Breaking RSA Using Shor's Algorithm

Introduction

Our contributions and a summary of our results

In this work, we combine several novel and existing optimizations to reduce the cost of implementing Shor's algorithms. The main hurdle to overcome is to implement one or more modular exponentiations efficiently, as these exponentiations dominate the overall cost of Shor's algorithms.

We use the standard square-and-multiply approach to reduce the exponentiations into a sequence of modular multiplications. We apply optimizations to reduce the number of multiplications and the cost of each multiplication.

The number of multiplications is reduced by using windowed arithmetic, which uses small table lookups to fuse several multiplications together. It is also reduced by using Ekerå and Håstad's derivatives of Shor's algorithms, that require fewer multiplications to be performed compared to Shor's original algorithms.

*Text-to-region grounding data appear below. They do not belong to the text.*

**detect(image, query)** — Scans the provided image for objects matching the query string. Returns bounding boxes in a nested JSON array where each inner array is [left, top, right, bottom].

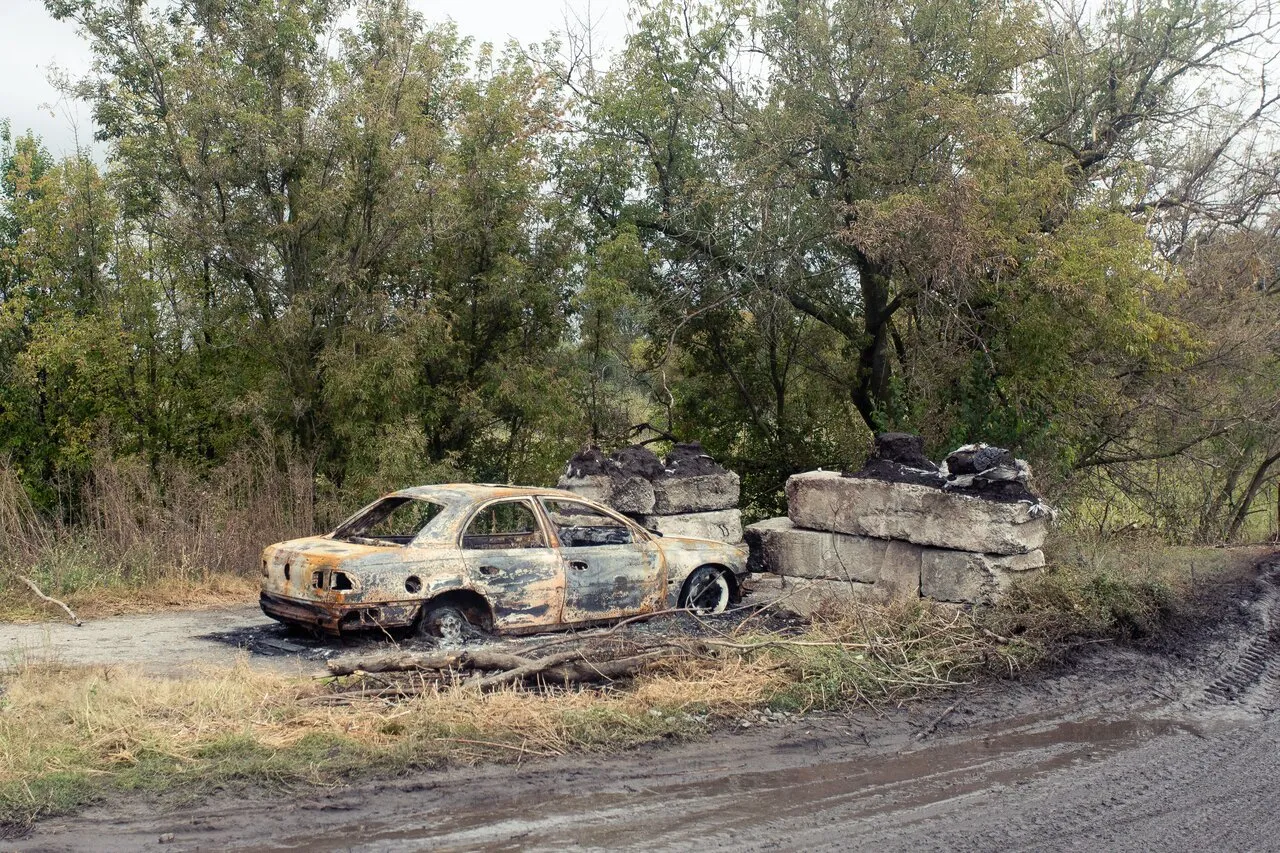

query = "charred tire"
[[679, 565, 732, 615], [418, 604, 479, 645]]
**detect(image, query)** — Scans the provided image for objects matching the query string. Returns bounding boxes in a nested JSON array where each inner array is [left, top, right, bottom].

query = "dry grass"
[[0, 653, 776, 833], [0, 597, 1008, 835], [0, 445, 314, 621], [979, 536, 1274, 666], [1, 574, 260, 623]]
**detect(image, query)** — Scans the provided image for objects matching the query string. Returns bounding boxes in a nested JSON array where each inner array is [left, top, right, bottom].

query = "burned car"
[[260, 484, 747, 640]]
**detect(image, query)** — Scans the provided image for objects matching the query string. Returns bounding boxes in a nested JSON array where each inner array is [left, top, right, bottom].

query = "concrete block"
[[558, 473, 656, 515], [638, 509, 743, 543], [652, 472, 741, 514], [920, 548, 1046, 604], [786, 470, 1048, 555], [743, 517, 914, 586], [744, 574, 880, 617]]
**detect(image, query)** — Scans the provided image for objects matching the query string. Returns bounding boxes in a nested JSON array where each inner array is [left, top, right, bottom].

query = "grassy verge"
[[0, 560, 259, 622], [982, 539, 1273, 660], [1, 540, 1273, 836]]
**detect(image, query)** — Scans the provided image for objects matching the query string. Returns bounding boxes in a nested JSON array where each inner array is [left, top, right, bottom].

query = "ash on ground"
[[201, 598, 803, 662]]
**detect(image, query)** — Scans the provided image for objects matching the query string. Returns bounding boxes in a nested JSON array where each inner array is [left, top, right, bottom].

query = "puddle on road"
[[249, 714, 1210, 852]]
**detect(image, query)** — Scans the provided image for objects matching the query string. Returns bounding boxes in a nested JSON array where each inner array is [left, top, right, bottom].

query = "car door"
[[538, 497, 665, 623], [459, 497, 564, 630]]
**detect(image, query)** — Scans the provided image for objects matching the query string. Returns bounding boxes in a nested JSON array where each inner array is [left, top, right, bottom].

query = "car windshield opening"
[[334, 497, 445, 546]]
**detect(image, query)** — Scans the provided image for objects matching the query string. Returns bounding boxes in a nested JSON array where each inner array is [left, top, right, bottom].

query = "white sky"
[[0, 0, 628, 156]]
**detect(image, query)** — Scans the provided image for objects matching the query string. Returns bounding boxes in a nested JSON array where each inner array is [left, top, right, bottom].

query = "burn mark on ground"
[[201, 600, 804, 663]]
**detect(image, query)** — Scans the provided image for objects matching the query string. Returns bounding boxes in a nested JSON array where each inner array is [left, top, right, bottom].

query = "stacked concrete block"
[[558, 442, 743, 543], [746, 433, 1050, 616], [785, 471, 1049, 555]]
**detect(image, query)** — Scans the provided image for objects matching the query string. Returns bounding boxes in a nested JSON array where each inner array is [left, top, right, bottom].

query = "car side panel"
[[559, 539, 665, 622], [461, 546, 565, 630]]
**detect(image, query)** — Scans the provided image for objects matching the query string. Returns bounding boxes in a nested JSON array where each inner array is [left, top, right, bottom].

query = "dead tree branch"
[[17, 575, 82, 626]]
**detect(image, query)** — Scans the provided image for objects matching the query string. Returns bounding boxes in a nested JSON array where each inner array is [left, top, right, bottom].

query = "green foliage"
[[0, 0, 1275, 538]]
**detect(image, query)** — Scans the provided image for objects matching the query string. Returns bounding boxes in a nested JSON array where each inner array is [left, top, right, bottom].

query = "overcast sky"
[[1, 0, 628, 156]]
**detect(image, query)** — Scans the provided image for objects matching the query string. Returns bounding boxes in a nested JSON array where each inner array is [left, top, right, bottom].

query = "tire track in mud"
[[1187, 562, 1280, 716]]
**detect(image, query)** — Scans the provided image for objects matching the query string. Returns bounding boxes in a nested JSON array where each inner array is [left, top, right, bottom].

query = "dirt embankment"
[[8, 556, 1280, 851]]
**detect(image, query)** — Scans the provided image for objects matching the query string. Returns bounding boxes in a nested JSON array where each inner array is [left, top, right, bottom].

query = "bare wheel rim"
[[684, 568, 730, 615], [425, 608, 467, 645]]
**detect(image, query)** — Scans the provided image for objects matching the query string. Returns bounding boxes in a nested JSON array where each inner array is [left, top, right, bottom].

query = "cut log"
[[327, 650, 533, 676]]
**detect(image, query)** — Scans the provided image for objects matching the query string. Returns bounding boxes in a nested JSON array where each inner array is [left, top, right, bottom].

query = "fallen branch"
[[537, 650, 672, 684], [472, 648, 591, 689], [17, 575, 82, 626], [914, 702, 959, 740], [327, 650, 533, 676], [328, 640, 694, 690], [980, 627, 1012, 645]]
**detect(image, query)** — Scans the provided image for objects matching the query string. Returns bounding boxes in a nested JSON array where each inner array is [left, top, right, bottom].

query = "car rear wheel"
[[679, 566, 731, 615], [418, 603, 476, 645]]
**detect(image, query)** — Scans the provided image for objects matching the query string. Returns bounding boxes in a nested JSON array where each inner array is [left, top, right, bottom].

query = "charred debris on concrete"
[[845, 433, 1038, 504]]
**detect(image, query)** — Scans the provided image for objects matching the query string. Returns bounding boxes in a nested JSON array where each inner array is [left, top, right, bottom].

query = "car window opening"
[[540, 498, 634, 547], [334, 496, 446, 546], [463, 500, 545, 550]]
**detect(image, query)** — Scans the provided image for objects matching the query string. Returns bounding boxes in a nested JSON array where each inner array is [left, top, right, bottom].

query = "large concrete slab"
[[786, 471, 1048, 555], [557, 473, 656, 515], [744, 517, 919, 590], [652, 472, 741, 514], [747, 517, 1047, 605], [639, 509, 743, 544], [920, 548, 1046, 604], [745, 573, 880, 617]]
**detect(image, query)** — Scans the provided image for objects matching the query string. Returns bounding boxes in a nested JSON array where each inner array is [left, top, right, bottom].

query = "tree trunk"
[[1226, 448, 1280, 542], [852, 260, 897, 429]]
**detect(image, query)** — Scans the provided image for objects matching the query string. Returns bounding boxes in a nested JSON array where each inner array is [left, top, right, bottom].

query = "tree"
[[557, 0, 1214, 489], [43, 0, 581, 494]]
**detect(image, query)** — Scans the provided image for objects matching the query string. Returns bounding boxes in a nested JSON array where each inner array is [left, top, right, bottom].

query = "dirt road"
[[1, 604, 322, 675], [8, 558, 1280, 851]]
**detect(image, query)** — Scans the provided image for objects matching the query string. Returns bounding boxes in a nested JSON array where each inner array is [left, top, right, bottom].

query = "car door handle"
[[569, 560, 588, 572], [478, 565, 500, 576]]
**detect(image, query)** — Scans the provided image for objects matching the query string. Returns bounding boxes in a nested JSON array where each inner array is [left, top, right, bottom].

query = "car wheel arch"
[[680, 562, 739, 601], [417, 588, 495, 632]]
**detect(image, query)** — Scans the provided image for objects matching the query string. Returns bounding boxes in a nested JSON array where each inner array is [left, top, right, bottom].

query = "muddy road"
[[9, 557, 1280, 851]]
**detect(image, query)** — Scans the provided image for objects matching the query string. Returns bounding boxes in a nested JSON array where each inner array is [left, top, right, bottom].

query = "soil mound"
[[564, 446, 617, 479], [871, 432, 937, 470], [843, 434, 1042, 504]]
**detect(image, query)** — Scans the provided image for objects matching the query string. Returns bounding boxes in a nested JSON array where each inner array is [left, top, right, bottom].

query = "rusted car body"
[[260, 484, 747, 636]]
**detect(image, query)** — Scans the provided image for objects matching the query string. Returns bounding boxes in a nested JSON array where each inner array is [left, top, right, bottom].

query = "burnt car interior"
[[541, 498, 634, 547], [334, 496, 445, 546], [462, 500, 546, 550]]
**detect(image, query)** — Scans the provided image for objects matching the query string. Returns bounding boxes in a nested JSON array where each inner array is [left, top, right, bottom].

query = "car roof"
[[390, 483, 586, 503]]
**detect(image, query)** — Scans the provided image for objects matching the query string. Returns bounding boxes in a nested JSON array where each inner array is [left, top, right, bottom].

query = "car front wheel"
[[679, 566, 731, 615]]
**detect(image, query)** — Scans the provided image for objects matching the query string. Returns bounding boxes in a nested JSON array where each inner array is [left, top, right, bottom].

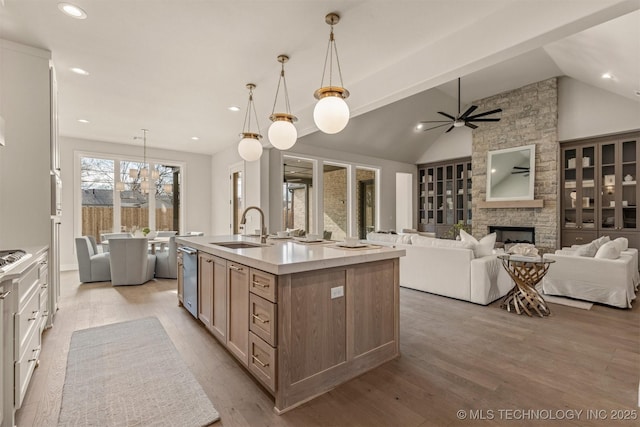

The cost of each multiplication is reduced by combining several optimizations. We use Zalka's coset representation of modular integers, which allows the use of cheaper non-modular arithmetic circuits to perform modular additions. We use oblivious carry runways to split registers into independent pieces that can be worked on in parallel when performing additions. We bound the approximation error introduced by using oblivious carry runways and the coset representation of modular integers by analyzing them as approximate encoded permutations. We use windowed arithmetic (again) to fuse multiple additions into individual lookup additions. We use a layout of the core lookup addition operation where carry propagation is limited by the reaction time of the classical control system, and where the lookups are nearly reaction limited. Finally, we optimize the overall computation by trying many possible parameter sets (e.g. window sizes and code distances) for each problem size and selecting the best parameter set.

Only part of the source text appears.